Walmart is an iconic brand. They have 11,620 stores all over the world (minus a few that have recently closed, mostly in the Southeast.) As you can imagine, leading a major retailer through the highs and lows of retail dominance can be a challenge.
Recently, I caught up with Carmen Bauza, a Senior Vice President and General Merchandise Manager at Walmart, to ask about how she handles tough leadership challenges. Carmen has spoken at conferences and has some keen insight into leading in the modern age of digital obsession.
What are some of the biggest challenges most leaders face and how have you dealt with them?
Fear of failure. It took me a while to realize that failure is a precondition of success. I love this quote by Samuel Beckett: "Ever Tried. Ever Failed. No Matter. Try Again. Fail Again. Fail Better."

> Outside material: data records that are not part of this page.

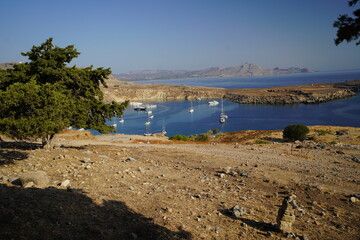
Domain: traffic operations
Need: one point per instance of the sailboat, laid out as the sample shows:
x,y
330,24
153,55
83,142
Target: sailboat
x,y
164,131
148,122
191,109
223,116
114,122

What are the differences in leadership between a large company like Wal-Mart and a smaller company?
Having worked for smaller companies and startups, the difference is that leaders in those organizations seem more willing to take risk than those in large corporations.
Large companies, by virtue of their size, can create bureaucracy, potentially slowing down decisions. Smaller companies on the other hand, are more nimble and agile. Their organizations are flatter enabling them to reach decisions with speed. That's a focus in our business - looking at how we can be nimble an agile at the size and scale of the world's largest retailer.
What have been some of your biggest leadership challenges? How did you resolve them?
There are so many challenges I have encountered in my thirty plus years in leadership roles. But, what we as leaders are experiencing today is fascinating and is very different than 20 years ago.
With more Millennials growing in the ranks of organizations and the role ever-changing technology plays, today's leaders have an interesting challenge on their hands. They need new skills to manage in a complex and uncertain environment in order to lead in to the future. Bottom line, as leaders, we need to learn to be comfortable being uncomfortable and lead aggressively.
If you could give a brand new leader one piece of advice, what would it be?
I read a book recently by Paul Arden called It's Not How Good You Are, It's How Good You Want to Be. Arden wrote that being right is based upon knowledge and experience and it is often probable. Knowledge is opposite of originality. Experience is the opposite of being creative. If you can prove you are right, it shows you are not open to new ideas.
What have you learned about mentoring leaders over the years?
I've learned to be a thoughtful listener; to seek criticism, not always praise; to aim beyond my capabilities, that nothing is impossible; and have the courage to seize the opportunity.
What's the biggest mistake you've seen in young leaders?
Hiring and surrounding themselves with people that are like them and not realizing the power of having diversity in a team.